Los "Picos" más recónditos al lado mismo del bullicio veraniego.

 

    Puedo imaginarme el trasiego de personas que estarán recorriendo a estas horas los primeros tramos de la pista que une el alto del teleférico con el collado de los Horcados Rojos o el hotel de Áliva, en las praderías a los pies de peña olvidada. Imagino las largas colas de gente aguardando el momento de subir hacia el alto en la cerrada cabina del citado transbordador montañero para disfrutar en pocos minutos del espectacular viaje remontando el desnivel que les va a conducir hasta el punto, lo suficientemente lejos del valle y lo suficientemente cerca del cielo, donde vislumbrar el espectacular horizonte montañoso que desde allí alcanzas a divisar.

    Puedo también imaginar  la fila de excursionistas que hoy estarán recorriendo la ruta del Cares y disfrutando entre las paredes encajonadas del espectáculo que supone estar a medio camino del río que separa el macizo central del occidental y las altas cumbres de ambos, o el bullicio que habrá a estas horas disfrutando del bucólico paisaje de los Lagos de Covadonga en un primaveral día sin nubes que obstaculicen las panorámicas y con temperaturas propias de mediados de julio.


    Cerca, muy cerca de allí, me encuentro en soledad disfrutando del verdadero Parque Nacional. Desde un pueblo escondido la pista me conduce con gran desnivel hacia arriba hasta convertirse en camino, que a medida que gana altitud pasa a ser senda hasta, poco después, tornarse en una estrecha canal herbosa que me transporta sin pérdida hasta un punto elevado desde donde las vistas podrían competir con las antes citadas, pero desde el que el ambiente, la sensación de encontrarse en la montaña de verdad, no rivalizan con estos. Acariciando las altas cumbres calizas por un lado y con la montaña cantábrica hacia el otro mostrándose en plenitud, me paro a reposar no porque la fatiga haga mella (que también, pues casi mil metros de desnivel hacen daño en tan pocos kilómetros de ascenso), sino porque el ambiente y el paisaje que se vislumbran piden ese reposo para sumergirme en él y apreciar bien toda su opulencia.

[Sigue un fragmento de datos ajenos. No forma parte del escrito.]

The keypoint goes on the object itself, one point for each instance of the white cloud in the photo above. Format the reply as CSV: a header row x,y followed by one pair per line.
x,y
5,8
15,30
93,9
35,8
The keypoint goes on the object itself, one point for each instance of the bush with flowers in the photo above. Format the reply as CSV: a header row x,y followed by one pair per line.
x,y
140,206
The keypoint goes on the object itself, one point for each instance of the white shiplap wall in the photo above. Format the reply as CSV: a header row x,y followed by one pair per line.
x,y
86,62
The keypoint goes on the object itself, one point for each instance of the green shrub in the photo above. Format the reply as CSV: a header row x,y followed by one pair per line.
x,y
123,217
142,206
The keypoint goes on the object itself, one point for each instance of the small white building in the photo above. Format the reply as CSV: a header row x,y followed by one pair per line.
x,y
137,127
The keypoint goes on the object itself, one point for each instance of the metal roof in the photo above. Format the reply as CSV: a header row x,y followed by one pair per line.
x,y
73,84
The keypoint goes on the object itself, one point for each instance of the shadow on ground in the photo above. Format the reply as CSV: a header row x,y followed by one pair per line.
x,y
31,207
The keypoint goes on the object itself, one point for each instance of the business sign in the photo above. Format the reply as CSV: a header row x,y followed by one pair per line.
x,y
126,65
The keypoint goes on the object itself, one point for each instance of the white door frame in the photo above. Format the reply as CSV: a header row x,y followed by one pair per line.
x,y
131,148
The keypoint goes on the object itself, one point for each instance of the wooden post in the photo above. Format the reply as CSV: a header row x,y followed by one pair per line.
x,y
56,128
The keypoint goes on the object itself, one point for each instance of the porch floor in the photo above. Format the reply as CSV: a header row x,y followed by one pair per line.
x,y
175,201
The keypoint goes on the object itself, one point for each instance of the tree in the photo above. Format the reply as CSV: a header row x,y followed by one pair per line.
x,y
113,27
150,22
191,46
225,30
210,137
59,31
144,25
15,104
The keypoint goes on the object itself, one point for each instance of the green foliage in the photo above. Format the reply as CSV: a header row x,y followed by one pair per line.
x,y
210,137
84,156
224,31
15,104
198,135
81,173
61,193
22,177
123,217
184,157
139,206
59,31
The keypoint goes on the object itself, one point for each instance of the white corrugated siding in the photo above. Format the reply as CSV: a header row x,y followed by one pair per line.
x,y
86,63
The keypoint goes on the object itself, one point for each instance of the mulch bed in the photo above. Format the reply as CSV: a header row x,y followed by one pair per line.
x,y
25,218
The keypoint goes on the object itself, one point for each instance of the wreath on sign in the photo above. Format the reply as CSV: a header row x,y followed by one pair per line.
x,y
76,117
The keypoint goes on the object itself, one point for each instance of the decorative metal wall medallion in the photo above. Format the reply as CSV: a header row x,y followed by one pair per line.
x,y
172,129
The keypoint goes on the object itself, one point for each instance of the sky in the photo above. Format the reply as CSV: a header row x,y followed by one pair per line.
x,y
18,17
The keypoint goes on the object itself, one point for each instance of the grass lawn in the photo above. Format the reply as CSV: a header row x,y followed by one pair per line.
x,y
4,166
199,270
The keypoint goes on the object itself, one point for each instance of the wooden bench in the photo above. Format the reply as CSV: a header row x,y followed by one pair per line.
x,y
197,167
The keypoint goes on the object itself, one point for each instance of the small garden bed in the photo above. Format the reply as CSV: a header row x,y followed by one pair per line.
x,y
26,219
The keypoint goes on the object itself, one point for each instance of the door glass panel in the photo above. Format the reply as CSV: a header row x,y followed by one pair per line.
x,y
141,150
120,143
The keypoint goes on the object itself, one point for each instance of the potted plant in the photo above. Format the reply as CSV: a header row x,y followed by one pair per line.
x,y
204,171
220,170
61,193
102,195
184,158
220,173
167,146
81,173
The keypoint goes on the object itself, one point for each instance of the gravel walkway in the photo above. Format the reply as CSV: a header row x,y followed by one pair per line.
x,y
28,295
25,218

 Nadie me he encontrado en el ascenso a parte de rebaños de animales domésticos que, custodiados por dos mastines, vinieron a recibirme acompañándome en mis últimos metros de ascenso por la canal. Caballos, cabras y vacas restan algo ese aspecto salvaje donde algunos rastros de lobo pondrían en su lugar a quien tuviera dudas de dónde se encontraba. En el cielo, un quebrantahuesos vigila el sendero por el que ya camino, primero entre un precioso hayedo para después ir a buscar en horizontal a media ladera la siguiente canal por la que iba a descender de nuevo abruptamente, cerrando así un circuito hasta el pequeño pueblo donde me esperaba la bien cuidada fuente de agua fresca y el coche, que me recordaba cuál era la realidad de la que procedo: asfalto, humo y gentío por doquier, una realidad gracias a la cual valoro más estos momentos de soledad en la montaña, una realidad que me ha hecho ser especialista en encontrar rincones donde saborear la naturaleza, no ya salvaje, cosa imposible, pero sí lo más semejante a esa cualidad.

    Junto a cada lugar masificado del parque nacional, hay siempre mil  rincones desde los que se puede escuchar sin perturbación alguna cada latido de la naturaleza. Quizás sean más incómodos de alcanzar y por ello estén más ocultos, pero quien desee sentirlos hallará en ellos sobrada recompensa al esfuerzo.